This isn't a question but a one question quiz.

Suppose you have two directories, dir1 and dir2.
Dir1 has three files in it: song1.mp3, song2.mp3 and song3.mp3.
Dir2 has three files in it: song4.mp3, song5.mp3 and song6.mp3.

Inside dir1, enter the command "songlist=*.mp3".
"echo $songlist" displays "song1.mp3 song2.mp3 song3.mp3".

Now cd into dir2.
What does "echo $songlist" show?
song1.mp3 song2.mp3 song3.mp3
or
song4.mp3 song5.mp3 song6.mp3

bijo505 01-17-2013 07:41 AM

Obviously song4.mp3 song5.mp3 song6.mp3... because we assigned the variable using wildcard * ;-)

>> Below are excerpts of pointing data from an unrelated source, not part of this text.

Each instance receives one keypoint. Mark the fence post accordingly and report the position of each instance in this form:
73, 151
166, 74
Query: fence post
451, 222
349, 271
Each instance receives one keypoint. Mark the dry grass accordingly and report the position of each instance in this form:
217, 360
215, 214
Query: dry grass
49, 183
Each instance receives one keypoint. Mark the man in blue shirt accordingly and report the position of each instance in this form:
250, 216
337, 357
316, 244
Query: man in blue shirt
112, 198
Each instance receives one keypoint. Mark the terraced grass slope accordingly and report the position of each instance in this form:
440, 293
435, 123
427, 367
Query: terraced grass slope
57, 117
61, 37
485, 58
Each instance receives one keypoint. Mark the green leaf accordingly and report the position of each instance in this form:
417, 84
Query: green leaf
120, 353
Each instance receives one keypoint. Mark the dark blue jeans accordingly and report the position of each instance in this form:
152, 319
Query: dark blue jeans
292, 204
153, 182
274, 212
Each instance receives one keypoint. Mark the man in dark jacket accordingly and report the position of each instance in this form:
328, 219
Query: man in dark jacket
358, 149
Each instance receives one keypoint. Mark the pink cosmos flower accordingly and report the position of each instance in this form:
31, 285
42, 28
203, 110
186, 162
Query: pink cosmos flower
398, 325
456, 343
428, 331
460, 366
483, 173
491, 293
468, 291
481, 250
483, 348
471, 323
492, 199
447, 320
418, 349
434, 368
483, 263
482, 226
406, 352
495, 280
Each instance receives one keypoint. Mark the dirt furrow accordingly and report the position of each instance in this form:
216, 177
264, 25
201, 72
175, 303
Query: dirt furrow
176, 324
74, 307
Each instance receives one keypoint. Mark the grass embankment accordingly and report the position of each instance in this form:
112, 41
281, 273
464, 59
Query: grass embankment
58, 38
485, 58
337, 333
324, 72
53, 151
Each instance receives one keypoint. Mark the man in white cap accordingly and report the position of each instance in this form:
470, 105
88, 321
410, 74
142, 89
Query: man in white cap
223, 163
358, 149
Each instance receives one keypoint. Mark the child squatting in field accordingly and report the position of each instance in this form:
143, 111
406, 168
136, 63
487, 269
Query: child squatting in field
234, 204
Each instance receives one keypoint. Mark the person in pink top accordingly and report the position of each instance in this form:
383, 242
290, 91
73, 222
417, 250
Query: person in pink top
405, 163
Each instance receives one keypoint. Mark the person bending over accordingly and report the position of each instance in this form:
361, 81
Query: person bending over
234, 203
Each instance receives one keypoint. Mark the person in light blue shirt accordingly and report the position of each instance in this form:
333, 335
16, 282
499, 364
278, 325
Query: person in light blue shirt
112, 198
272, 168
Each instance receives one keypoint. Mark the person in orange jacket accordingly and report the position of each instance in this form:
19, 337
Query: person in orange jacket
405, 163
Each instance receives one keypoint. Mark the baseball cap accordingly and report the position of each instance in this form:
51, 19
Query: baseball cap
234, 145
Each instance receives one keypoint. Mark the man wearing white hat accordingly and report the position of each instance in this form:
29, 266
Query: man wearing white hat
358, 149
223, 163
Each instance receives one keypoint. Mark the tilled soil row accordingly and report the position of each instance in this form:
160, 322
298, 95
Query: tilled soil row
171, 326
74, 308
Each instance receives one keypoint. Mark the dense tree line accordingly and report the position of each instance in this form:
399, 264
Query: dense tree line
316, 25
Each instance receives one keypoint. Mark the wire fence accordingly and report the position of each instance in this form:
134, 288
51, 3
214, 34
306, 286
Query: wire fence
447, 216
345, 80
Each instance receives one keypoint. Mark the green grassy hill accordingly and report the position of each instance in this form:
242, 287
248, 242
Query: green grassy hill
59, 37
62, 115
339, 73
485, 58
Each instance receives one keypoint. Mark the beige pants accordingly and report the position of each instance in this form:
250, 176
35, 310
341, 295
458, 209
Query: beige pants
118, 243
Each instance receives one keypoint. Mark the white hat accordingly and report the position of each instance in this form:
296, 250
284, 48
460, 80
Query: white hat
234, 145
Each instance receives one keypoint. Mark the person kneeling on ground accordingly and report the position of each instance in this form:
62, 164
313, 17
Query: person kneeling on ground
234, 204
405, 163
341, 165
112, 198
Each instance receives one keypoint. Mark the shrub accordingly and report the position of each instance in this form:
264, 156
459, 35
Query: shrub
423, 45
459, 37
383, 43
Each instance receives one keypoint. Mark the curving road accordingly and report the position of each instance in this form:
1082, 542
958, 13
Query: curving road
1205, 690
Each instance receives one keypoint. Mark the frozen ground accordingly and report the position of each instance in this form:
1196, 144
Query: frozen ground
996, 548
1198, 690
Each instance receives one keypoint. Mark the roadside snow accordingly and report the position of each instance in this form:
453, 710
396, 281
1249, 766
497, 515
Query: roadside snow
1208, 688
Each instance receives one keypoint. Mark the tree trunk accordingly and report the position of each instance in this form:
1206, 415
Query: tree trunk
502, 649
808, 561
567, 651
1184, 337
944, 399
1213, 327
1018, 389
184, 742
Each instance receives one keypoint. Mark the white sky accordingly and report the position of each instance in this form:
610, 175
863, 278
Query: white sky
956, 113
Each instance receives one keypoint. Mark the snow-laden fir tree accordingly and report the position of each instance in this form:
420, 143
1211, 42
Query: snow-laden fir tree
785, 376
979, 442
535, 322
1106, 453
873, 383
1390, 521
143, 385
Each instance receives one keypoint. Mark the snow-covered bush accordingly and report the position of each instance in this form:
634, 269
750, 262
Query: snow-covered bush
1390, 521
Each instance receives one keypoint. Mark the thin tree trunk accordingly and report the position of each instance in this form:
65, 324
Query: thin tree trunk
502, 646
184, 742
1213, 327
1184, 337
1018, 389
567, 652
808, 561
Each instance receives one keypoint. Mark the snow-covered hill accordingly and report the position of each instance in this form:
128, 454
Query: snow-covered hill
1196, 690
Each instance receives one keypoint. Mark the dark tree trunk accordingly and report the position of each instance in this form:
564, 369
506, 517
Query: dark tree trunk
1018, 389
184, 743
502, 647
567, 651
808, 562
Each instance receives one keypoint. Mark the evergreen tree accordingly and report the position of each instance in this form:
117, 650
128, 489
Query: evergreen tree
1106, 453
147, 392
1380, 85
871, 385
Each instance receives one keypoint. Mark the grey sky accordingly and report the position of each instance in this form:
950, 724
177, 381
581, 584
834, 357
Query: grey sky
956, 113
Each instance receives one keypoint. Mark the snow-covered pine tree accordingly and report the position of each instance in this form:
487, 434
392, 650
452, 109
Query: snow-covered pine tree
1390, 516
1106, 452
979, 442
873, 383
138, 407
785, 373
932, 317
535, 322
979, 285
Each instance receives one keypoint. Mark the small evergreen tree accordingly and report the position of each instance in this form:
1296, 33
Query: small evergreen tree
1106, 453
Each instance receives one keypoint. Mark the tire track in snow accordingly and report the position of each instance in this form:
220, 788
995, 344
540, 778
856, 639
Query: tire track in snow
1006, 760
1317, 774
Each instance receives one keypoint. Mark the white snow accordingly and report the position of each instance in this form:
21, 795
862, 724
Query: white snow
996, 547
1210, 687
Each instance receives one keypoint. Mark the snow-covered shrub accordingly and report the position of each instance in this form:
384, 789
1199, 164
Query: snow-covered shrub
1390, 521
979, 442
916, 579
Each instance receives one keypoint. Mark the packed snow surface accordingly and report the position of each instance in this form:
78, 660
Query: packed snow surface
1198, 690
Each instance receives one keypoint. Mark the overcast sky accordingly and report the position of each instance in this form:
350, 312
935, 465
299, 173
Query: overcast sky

TobiSGD 01-17-2013 07:43 AM

Not so obvious as you think. We never assigned the wildcard to the variable, it was expanded to the actual filenames by the shell before the assignment took place.
So it will show "song1.mp3 song2.mp3 song3.mp3", since this is what was assigned to the variable.

bijo505 01-17-2013 08:00 AM

Quote:

Originally Posted by TobiSGD (Post 4872095)
Not so obvious as you think. We never assigned the wildcard to the variable, it was expanded to the actual filenames by the shell before the assignment took place.
So it will show "song1.mp3 song2.mp3 song3.mp3", since this is what was assigned to the variable.

Hi TobiSGD,

Hmm!! got confused... to clear this I tested that and what I said is correct..... If you run echo $songlist from any other dir, it will show *.mp3

colucix 01-17-2013 08:03 AM

Quote:

Originally Posted by TobiSGD (Post 4872095)
Not so obvious as you think. We never assigned the wildcard to the variable, it was expanded to the actual filenames by the shell before the assignment took place.

Nope. Otherwise the resulting command line would throw a command not found error:
Code:

$ songlist=song1.mp3 song2.mp3 song3.mp3
bash: song2.mp3: command not found

There should be an exception to filename expansion in variable assignment. Diggin' into it... :scratch:

colucix 01-17-2013 08:14 AM

From the Bash reference manual:
Quote:

A variable may be assigned to by a statement of the form

name=[value]

If value is not given, the variable is assigned the null string. All values undergo tilde expansion, parameter and variable expansion, command substitution, arithmetic expansion, and quote removal (detailed below). If the variable has its integer attribute set, then value is evaluated as an arithmetic expression even if the $((…)) expansion is not used (see Arithmetic Expansion). Word splitting is not performed, with the exception of "$@" as explained below. Filename expansion is not performed. Assignment statements may also appear as arguments to the alias, declare, typeset, export, readonly, and local builtin commands.
;)

TobiSGD 01-17-2013 08:22 AM

OK, I stand corrected, bijo505 and colucix are right, I just tested it:
Code:

bash-4.2$ ls dir1 dir2
dir1:
song1.mp3  song2.mp3  song3.mp3

dir2:
song4.mp3  song5.mp3  song6.mp3
bash-4.2$ cd dir1
bash-4.2$ songlist=*.mp3
bash-4.2$ echo $songlist
song1.mp3 song2.mp3 song3.mp3
bash-4.2$ cd ../dir2
bash-4.2$ echo $songlist
song4.mp3 song5.mp3 song6.mp3

You never stop learning with Linux.

Fun fact: I tried this first in Zsh, this is what I got:
Code:

tobi dir1 ☺ $ songlist=*.mp3
tobi dir1 ☺ $ echo $songlist
*.mp3


colucix 01-17-2013 09:42 AM

In zsh:
Code:

$ setopt globassign
$ songlist=*.mp3
$ echo $songlist
song1.mp3 song2.mp3 song3.mp3

In this case it is the actual and only value of the variable, so that moving to Dir2 the value is the same. On the contrary if you assign the option globsubst, you get the same behaviour described previously, since the filename expansion is performed upon the variable evaluation (not upon the assignment).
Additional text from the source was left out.